Last Updated on 2025年8月7日 by 勝
目次
テレワークにかかる費用負担の考え方
テレワークを導入する際、会社と従業員の費用負担のルールを明確にすることは、トラブル防止のために非常に重要です。ここでは、主な費用項目と、それぞれの負担の考え方について解説します。
パソコン、周辺機器(初期費用)
- 考え方:業務のために必要なPCやモニター、ヘッドセットなどは、原則として会社が支給するのが一般的です。従業員の私物PCを使わせることもありますが、情報漏洩などのセキュリティリスクが高まるため、会社支給を推奨します。
- ポイント:
- オフィスで使用している備品をそのまま持ち帰って利用する、という方法も検討できます。
- 会社が備品を支給することで、セキュリティ対策も一元管理できます。
通信費、電気代(ランニングコスト)
- 考え方:自宅のWi-Fi通信設備や照明器具、パソコン用の電源等を業務に使うことになります。普段は家にいない人が家にいることになるので、夏場のエアコンや冬場の暖房費は想定外に多くなるかもしれません。それらの費用を正確に算出しようとすれば計算が大変煩雑になります。そのため、多くの企業では、実費精算ではなく、これらの費用をまとめて「テレワーク手当」として定額を支給する方法を採用しています。この方法が、管理がシンプルで、従業員の公平感も保ちやすいからです。
- 手当の金額目安:通信費や電気代、燃料代など、業務で増加するコストを想定して算出します。
- 注意点:
- この手当は、給与として扱われる可能性が高いため、所得税や社会保険料の算定対象となることがあります。(要:税理士相談)

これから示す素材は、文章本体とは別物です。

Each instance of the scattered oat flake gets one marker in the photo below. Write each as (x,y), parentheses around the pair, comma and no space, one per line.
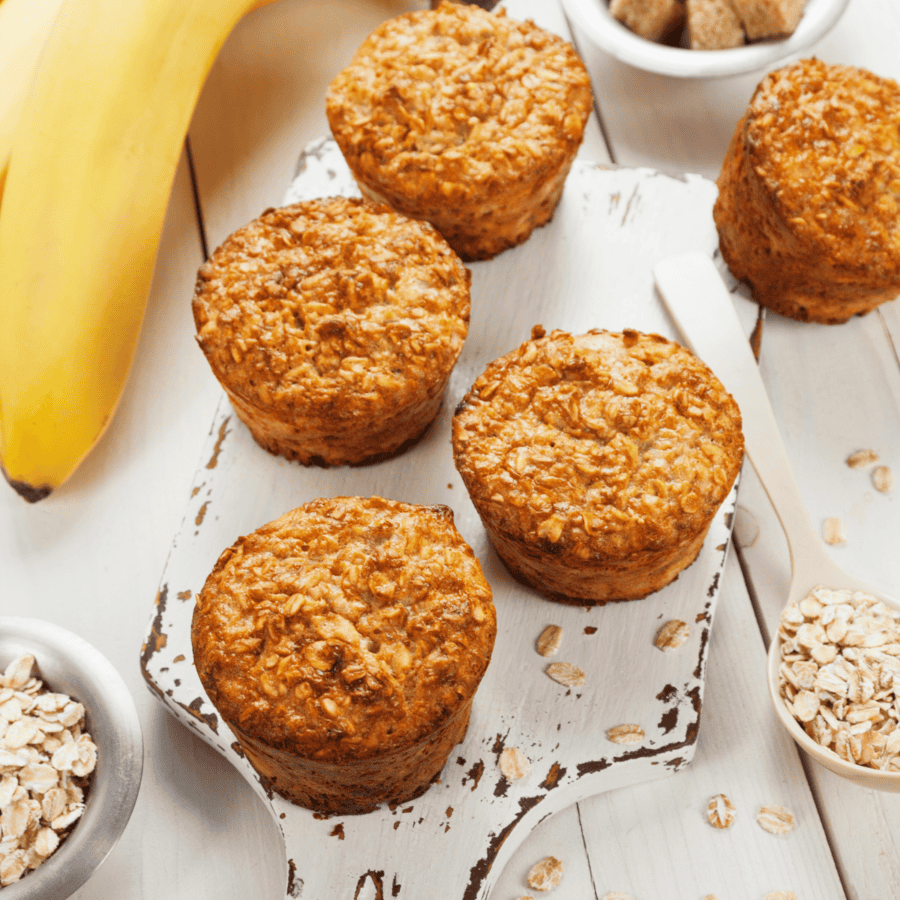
(720,811)
(883,479)
(672,635)
(834,531)
(566,673)
(626,734)
(514,764)
(546,874)
(862,458)
(549,640)
(775,819)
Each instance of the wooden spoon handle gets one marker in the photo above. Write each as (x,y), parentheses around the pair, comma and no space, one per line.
(701,306)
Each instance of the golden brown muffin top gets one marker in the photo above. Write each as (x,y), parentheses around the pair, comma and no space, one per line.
(344,628)
(451,100)
(598,443)
(825,143)
(332,299)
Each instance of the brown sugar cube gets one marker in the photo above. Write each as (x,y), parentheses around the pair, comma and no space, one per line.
(713,25)
(768,18)
(651,19)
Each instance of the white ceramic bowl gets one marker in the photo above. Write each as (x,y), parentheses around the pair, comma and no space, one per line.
(864,776)
(70,665)
(592,19)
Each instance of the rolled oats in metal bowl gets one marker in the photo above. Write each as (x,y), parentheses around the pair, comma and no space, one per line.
(71,759)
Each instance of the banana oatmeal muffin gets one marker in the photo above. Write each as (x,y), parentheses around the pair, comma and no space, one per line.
(465,118)
(333,326)
(808,212)
(598,461)
(343,644)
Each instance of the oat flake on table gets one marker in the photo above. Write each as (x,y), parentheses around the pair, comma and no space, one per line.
(720,811)
(883,479)
(566,674)
(514,764)
(834,531)
(626,734)
(672,635)
(546,874)
(775,819)
(42,750)
(549,640)
(862,458)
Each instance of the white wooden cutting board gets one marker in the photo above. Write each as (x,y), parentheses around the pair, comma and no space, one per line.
(589,268)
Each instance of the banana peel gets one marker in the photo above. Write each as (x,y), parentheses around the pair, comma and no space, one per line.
(24,26)
(91,164)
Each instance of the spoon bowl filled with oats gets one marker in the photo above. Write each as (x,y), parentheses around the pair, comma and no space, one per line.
(71,759)
(834,663)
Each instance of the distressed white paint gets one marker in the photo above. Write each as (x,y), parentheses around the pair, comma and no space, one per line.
(587,268)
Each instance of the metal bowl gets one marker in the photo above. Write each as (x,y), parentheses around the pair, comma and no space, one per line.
(68,664)
(592,18)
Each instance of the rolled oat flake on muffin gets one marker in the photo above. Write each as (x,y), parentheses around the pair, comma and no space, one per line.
(597,461)
(463,117)
(343,644)
(333,326)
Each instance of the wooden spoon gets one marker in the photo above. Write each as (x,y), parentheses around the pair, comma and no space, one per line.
(701,306)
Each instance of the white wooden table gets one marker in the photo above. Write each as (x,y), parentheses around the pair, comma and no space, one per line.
(90,556)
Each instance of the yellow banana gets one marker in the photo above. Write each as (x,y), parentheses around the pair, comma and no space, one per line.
(24,26)
(91,165)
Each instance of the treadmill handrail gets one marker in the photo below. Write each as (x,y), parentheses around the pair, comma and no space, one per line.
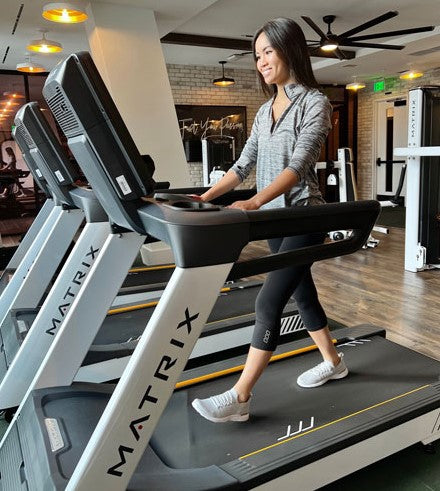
(359,216)
(217,237)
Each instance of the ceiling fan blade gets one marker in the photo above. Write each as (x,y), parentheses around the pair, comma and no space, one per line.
(371,45)
(314,26)
(339,54)
(393,33)
(314,51)
(370,23)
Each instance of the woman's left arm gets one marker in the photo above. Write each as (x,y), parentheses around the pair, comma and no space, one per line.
(280,185)
(314,128)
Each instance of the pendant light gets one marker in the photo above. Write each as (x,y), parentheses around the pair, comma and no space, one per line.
(13,94)
(64,12)
(44,45)
(411,74)
(29,67)
(223,81)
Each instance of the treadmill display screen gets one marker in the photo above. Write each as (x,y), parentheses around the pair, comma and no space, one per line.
(98,138)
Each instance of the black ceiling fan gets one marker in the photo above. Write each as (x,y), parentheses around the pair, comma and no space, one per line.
(330,42)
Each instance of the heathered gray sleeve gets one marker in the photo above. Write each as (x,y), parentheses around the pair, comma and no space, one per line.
(249,154)
(313,131)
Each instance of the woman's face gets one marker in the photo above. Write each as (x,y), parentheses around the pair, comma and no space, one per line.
(269,64)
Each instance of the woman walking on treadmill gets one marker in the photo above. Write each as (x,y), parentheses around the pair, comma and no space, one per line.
(285,142)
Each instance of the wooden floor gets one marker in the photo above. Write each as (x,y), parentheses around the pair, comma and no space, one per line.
(371,286)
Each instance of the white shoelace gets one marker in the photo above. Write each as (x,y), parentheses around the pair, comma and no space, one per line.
(223,400)
(323,368)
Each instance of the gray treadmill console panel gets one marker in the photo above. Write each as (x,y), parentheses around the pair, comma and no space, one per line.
(81,104)
(98,138)
(46,151)
(19,134)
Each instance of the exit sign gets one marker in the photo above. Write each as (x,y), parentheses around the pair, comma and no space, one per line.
(378,86)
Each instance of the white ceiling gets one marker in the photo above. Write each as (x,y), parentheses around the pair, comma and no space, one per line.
(239,18)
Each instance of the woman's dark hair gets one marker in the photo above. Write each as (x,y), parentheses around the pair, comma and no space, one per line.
(287,39)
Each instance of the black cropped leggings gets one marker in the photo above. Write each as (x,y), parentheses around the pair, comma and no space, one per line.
(279,286)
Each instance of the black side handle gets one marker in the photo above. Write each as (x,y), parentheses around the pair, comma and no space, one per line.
(358,216)
(224,200)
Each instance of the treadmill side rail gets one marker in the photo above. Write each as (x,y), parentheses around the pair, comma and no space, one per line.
(33,282)
(124,430)
(31,234)
(42,333)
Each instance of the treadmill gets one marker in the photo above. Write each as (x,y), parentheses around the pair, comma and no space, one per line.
(23,349)
(109,441)
(32,234)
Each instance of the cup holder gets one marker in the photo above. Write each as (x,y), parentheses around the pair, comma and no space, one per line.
(192,206)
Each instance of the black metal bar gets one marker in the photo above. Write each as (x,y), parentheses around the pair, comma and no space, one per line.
(379,162)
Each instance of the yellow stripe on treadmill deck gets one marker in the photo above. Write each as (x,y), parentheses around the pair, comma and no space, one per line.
(140,306)
(239,368)
(332,422)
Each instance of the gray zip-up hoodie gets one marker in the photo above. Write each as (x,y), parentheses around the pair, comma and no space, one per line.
(293,142)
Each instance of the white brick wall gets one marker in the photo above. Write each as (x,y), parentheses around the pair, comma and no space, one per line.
(192,84)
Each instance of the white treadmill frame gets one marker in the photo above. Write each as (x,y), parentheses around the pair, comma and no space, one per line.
(42,333)
(32,234)
(33,275)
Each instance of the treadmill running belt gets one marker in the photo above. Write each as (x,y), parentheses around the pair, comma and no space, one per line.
(289,426)
(288,419)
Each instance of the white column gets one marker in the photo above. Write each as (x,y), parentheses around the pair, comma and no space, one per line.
(125,45)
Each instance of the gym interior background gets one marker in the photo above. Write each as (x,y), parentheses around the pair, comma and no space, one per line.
(370,287)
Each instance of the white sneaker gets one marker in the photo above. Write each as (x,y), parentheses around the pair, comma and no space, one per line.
(322,373)
(223,407)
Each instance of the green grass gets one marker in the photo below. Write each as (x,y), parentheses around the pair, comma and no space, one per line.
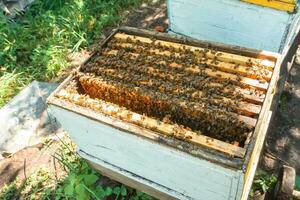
(80,182)
(36,45)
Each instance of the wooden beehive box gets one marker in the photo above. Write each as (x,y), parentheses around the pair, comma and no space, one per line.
(236,22)
(175,117)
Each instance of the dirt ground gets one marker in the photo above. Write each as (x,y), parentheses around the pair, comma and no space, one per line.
(28,160)
(283,141)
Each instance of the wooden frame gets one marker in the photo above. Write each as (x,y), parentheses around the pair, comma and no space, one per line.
(284,5)
(246,163)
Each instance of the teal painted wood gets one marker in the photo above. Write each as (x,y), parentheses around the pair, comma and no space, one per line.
(232,22)
(165,169)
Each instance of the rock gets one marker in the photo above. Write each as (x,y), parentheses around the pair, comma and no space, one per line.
(25,120)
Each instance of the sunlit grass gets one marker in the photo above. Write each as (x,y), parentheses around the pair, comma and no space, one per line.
(36,45)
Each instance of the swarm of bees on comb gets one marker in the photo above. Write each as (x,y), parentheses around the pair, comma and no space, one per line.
(178,86)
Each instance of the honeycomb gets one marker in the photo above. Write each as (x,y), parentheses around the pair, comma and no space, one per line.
(198,89)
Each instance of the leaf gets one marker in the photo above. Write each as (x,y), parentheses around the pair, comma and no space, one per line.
(90,179)
(108,191)
(82,193)
(100,192)
(123,191)
(69,190)
(117,190)
(72,179)
(80,188)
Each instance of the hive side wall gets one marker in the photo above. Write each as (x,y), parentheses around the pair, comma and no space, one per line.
(231,22)
(158,167)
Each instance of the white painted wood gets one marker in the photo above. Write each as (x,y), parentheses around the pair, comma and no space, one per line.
(231,22)
(168,169)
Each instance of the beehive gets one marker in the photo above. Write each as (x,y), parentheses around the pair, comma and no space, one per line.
(151,110)
(178,90)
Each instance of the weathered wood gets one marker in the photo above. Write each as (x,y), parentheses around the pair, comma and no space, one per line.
(140,157)
(125,178)
(215,158)
(245,92)
(231,22)
(222,66)
(223,56)
(260,132)
(248,82)
(284,5)
(153,124)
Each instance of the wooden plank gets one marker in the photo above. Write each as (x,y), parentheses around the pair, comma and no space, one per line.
(284,5)
(223,56)
(243,108)
(140,156)
(263,86)
(147,122)
(260,85)
(222,66)
(260,132)
(130,180)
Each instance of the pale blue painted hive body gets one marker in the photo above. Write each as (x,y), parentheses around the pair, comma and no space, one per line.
(233,22)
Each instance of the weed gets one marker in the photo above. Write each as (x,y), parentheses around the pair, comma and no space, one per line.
(35,46)
(80,182)
(263,182)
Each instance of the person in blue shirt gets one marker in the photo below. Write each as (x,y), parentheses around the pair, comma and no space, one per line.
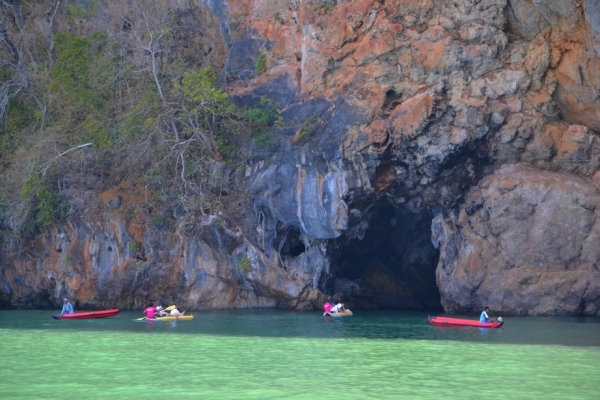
(484,317)
(67,307)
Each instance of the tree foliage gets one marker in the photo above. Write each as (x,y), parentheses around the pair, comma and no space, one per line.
(118,103)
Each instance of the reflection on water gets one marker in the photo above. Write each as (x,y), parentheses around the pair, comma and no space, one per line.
(267,354)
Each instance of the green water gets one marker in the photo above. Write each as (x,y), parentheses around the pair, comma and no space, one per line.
(268,354)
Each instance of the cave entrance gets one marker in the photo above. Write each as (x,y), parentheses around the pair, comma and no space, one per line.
(391,264)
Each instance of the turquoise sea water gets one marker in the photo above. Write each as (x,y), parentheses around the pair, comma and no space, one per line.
(271,354)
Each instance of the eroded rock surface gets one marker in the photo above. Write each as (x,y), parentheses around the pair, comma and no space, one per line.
(480,115)
(524,243)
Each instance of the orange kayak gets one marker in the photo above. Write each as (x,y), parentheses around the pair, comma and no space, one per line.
(90,314)
(459,322)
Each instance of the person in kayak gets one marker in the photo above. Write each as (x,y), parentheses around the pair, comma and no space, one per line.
(161,312)
(150,310)
(327,307)
(67,307)
(338,307)
(484,317)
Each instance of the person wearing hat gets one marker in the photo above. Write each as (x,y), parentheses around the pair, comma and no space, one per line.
(67,307)
(176,313)
(161,312)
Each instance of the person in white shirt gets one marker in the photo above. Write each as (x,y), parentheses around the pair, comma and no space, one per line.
(175,313)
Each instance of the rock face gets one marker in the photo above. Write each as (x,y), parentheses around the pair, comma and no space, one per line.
(479,115)
(525,242)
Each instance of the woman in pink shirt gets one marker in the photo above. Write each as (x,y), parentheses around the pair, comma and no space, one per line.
(149,311)
(327,307)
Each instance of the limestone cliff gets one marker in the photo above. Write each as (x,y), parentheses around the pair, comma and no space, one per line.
(481,116)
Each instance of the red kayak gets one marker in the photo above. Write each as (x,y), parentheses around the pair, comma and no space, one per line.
(90,314)
(458,322)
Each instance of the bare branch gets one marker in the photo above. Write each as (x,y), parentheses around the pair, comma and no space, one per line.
(48,164)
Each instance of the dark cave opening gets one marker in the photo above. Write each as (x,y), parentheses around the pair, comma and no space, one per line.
(391,265)
(289,242)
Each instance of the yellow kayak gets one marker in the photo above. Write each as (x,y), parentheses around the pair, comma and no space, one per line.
(173,318)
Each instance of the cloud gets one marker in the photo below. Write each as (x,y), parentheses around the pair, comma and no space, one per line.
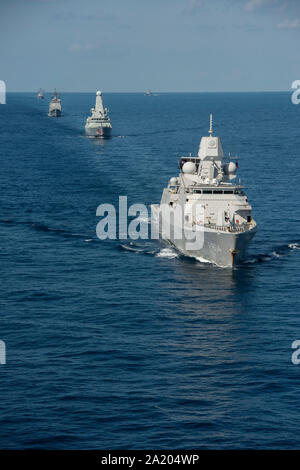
(193,6)
(85,17)
(290,24)
(253,4)
(76,47)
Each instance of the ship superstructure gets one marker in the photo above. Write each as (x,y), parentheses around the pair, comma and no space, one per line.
(98,124)
(55,109)
(212,204)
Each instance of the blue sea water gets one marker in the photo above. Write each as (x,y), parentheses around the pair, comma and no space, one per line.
(119,345)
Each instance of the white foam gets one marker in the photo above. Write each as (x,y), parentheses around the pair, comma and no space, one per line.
(294,246)
(167,253)
(202,260)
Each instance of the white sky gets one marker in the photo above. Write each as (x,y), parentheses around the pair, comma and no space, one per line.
(164,45)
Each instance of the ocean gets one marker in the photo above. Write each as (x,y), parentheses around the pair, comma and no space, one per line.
(121,344)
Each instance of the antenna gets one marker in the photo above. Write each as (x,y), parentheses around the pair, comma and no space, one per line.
(210,125)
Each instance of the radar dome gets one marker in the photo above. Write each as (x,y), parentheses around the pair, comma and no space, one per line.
(173,181)
(230,168)
(189,168)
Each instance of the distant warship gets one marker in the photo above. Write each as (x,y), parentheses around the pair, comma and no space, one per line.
(98,124)
(55,106)
(40,94)
(225,222)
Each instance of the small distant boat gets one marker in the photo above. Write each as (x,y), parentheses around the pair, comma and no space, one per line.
(41,94)
(98,124)
(55,106)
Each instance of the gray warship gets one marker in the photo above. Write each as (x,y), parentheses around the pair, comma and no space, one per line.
(98,124)
(213,207)
(55,106)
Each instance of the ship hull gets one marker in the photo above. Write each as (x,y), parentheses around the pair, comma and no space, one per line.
(225,249)
(54,113)
(102,132)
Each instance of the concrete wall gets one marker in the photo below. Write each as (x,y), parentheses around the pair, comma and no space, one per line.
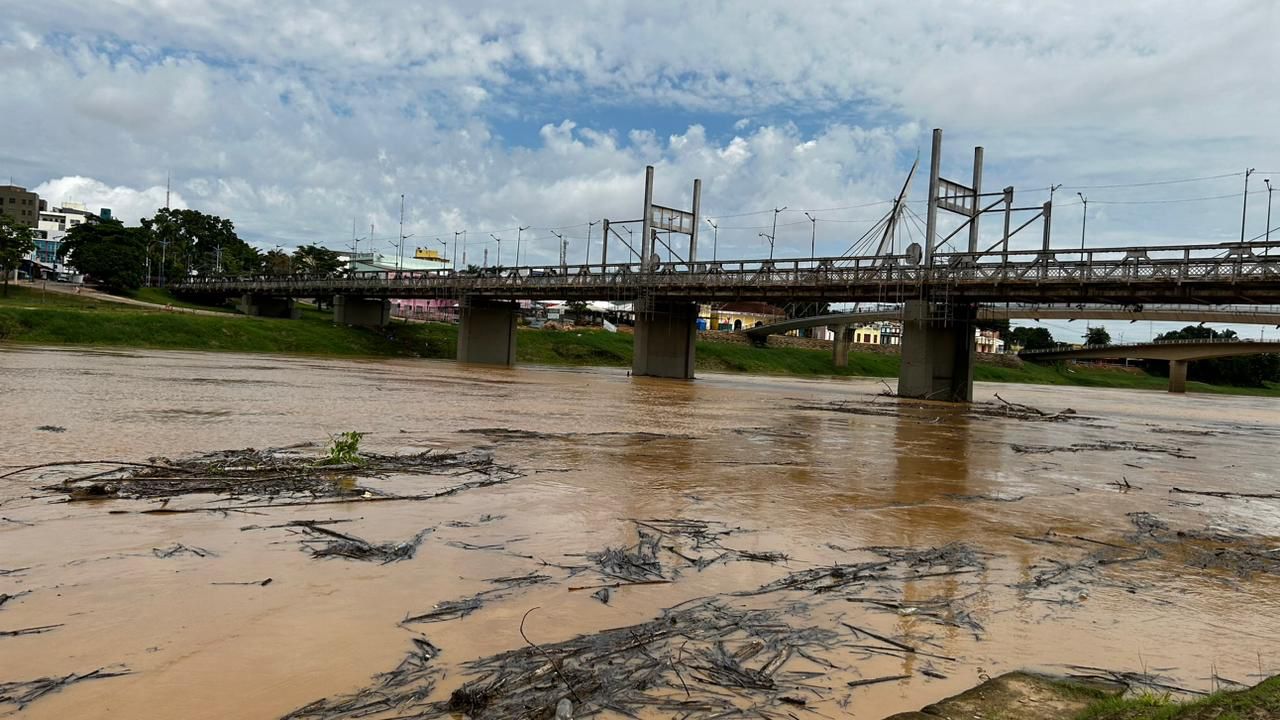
(937,351)
(487,332)
(268,306)
(664,338)
(361,311)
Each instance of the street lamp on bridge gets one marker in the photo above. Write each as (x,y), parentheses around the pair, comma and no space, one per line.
(520,231)
(1084,219)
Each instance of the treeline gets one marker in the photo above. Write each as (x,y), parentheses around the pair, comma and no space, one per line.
(179,244)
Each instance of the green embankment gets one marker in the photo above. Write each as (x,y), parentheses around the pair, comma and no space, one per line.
(1258,702)
(31,317)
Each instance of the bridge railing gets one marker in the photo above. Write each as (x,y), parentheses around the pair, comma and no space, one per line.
(1153,342)
(1257,260)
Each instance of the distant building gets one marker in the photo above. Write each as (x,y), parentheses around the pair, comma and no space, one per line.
(51,229)
(891,332)
(867,335)
(988,341)
(736,317)
(19,204)
(375,261)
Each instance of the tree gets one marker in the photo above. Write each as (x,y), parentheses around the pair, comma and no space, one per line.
(315,260)
(17,241)
(1097,336)
(109,253)
(277,263)
(200,244)
(1032,338)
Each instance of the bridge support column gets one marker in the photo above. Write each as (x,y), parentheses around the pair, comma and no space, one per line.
(840,346)
(937,351)
(664,338)
(487,332)
(361,311)
(1178,376)
(268,306)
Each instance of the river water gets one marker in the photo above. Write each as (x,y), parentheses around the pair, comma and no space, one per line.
(782,461)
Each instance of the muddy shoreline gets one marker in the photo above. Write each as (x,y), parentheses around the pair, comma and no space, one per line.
(645,548)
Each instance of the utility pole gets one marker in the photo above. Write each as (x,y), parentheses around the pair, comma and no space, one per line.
(773,235)
(563,249)
(400,249)
(1084,218)
(1244,209)
(813,235)
(1267,250)
(520,231)
(589,226)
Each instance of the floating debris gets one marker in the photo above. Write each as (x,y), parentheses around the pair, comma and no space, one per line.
(24,692)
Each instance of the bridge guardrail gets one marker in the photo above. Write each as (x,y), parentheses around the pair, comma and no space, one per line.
(1228,261)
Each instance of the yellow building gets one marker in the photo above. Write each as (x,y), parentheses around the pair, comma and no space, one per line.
(867,335)
(737,317)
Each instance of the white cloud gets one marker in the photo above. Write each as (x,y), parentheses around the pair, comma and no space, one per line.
(296,118)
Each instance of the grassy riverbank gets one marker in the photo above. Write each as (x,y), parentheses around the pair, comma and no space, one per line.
(50,318)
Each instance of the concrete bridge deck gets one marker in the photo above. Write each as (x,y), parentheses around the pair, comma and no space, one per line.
(1230,273)
(1179,352)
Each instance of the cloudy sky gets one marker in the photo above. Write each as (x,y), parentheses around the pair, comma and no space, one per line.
(298,119)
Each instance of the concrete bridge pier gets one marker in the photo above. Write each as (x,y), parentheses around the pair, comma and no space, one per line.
(268,306)
(937,351)
(664,338)
(361,311)
(840,346)
(1178,376)
(487,332)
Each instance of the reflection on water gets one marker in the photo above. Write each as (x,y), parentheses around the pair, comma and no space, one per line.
(597,447)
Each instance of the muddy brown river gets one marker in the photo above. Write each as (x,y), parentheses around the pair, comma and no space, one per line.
(814,469)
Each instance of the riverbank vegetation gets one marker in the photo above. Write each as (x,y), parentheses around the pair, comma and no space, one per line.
(30,315)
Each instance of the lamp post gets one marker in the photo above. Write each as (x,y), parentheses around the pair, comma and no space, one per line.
(589,226)
(813,235)
(1244,208)
(768,237)
(520,231)
(1084,218)
(773,235)
(563,249)
(1267,182)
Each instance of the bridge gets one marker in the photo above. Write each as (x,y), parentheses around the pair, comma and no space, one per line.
(940,291)
(1179,352)
(842,323)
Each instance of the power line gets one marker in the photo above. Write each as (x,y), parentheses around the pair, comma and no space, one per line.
(1150,183)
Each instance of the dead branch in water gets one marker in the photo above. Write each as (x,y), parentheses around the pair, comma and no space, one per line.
(24,692)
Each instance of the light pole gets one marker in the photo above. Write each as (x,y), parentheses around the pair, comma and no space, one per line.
(520,231)
(563,249)
(775,233)
(1244,209)
(768,237)
(589,226)
(1084,218)
(1267,182)
(813,235)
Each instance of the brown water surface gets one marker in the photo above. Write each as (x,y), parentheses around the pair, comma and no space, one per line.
(768,455)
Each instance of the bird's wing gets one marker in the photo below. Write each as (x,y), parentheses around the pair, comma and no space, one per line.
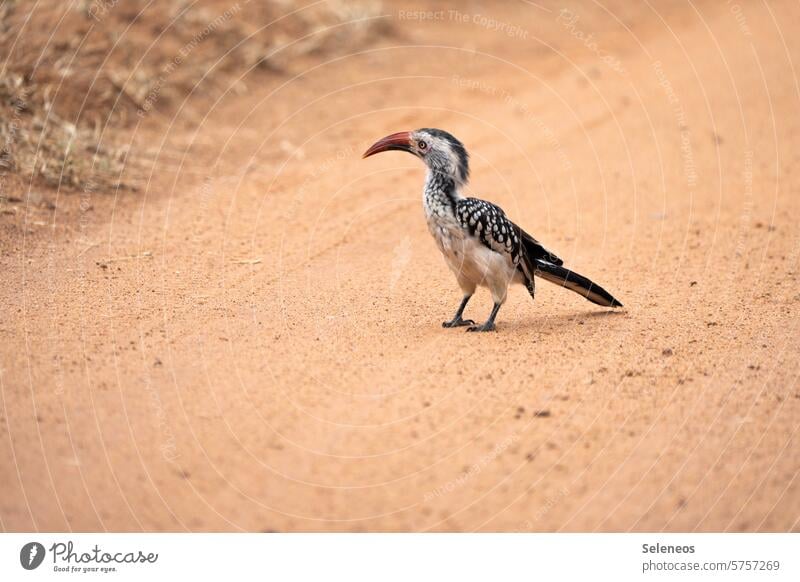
(490,224)
(535,250)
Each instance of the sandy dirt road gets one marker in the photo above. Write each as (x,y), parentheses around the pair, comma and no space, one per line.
(254,342)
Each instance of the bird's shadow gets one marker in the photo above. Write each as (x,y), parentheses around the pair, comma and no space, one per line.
(578,319)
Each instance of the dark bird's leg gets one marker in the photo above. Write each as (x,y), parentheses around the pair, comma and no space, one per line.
(489,325)
(457,321)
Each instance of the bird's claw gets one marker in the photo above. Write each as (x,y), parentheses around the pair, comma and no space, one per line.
(484,327)
(457,322)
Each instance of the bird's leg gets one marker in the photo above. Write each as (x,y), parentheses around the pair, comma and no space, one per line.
(457,321)
(489,325)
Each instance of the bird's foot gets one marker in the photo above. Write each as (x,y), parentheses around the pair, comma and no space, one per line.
(488,326)
(457,322)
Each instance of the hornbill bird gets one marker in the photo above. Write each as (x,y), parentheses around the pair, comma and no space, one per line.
(479,243)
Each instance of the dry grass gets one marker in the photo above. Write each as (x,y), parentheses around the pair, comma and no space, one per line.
(73,74)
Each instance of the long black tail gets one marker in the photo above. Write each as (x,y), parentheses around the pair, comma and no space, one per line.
(574,282)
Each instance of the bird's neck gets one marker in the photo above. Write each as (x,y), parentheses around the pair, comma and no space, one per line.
(441,191)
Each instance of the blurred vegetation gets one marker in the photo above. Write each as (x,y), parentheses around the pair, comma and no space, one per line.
(73,75)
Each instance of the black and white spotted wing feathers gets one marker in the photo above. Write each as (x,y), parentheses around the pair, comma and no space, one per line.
(490,225)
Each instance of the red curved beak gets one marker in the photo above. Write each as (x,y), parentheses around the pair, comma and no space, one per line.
(397,141)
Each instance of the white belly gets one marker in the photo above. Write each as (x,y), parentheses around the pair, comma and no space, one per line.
(470,260)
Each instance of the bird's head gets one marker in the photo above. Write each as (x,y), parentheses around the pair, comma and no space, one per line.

- 支給額を決定する際は、この点を踏まえて検討する必要があります。
3. 家具(机・椅子など)の費用
- 考え方:従業員が自宅にある家具を使用する場合は、特に会社からの費用負担は生じないケースが多いです。しかし、健康面への配慮から、オフィスチェアやデスクを会社が提供する、または購入費用の一部を補助する制度を設ける企業も増えています。
- ポイント:
- 従業員が快適に働ける環境を整えることは、生産性向上にもつながります。
4. 外部の作業場所を利用する費用
- 考え方:住宅環境あるいは個別事情によって、自宅で業務を行うのが困難な場合もあります。その場合、コワーキングスペースやサテライトオフィスなど、会社が指定する場所を業務のために利用することがありますが、その利用料は会社が負担するのが妥当です。
- ポイント:
- 事前に利用可能な場所や費用の上限などを明確に定めておきましょう。
5. 通勤手当
- 考え方:一時的臨時的なテレワークは別ですが、テレワークが通常体制になれば出社する日が減るため、通勤手当は見直す必要があります。定期券の支給を停止し、実際に出社した日のみの交通費を実費精算する方法が、最も公平で無駄がない方法です。
- ポイント:
- 就業規則に、テレワーク時の通勤手当に関する規定を明確に記載し、従業員に周知することが不可欠です。
ルール策定のポイント
テレワークにおける費用負担については、以下の点を就業規則に明記することが最も重要です。
- 費用負担の項目ごとに、会社と従業員の負担範囲を明確にする。
- ランニングコストは「テレワーク手当」として定額を支給する。
- 通勤手当は、テレワーク日数を考慮した実費精算に切り替える。
これらのルールを定めることで、従業員が安心してテレワークに取り組める環境を整えることができます。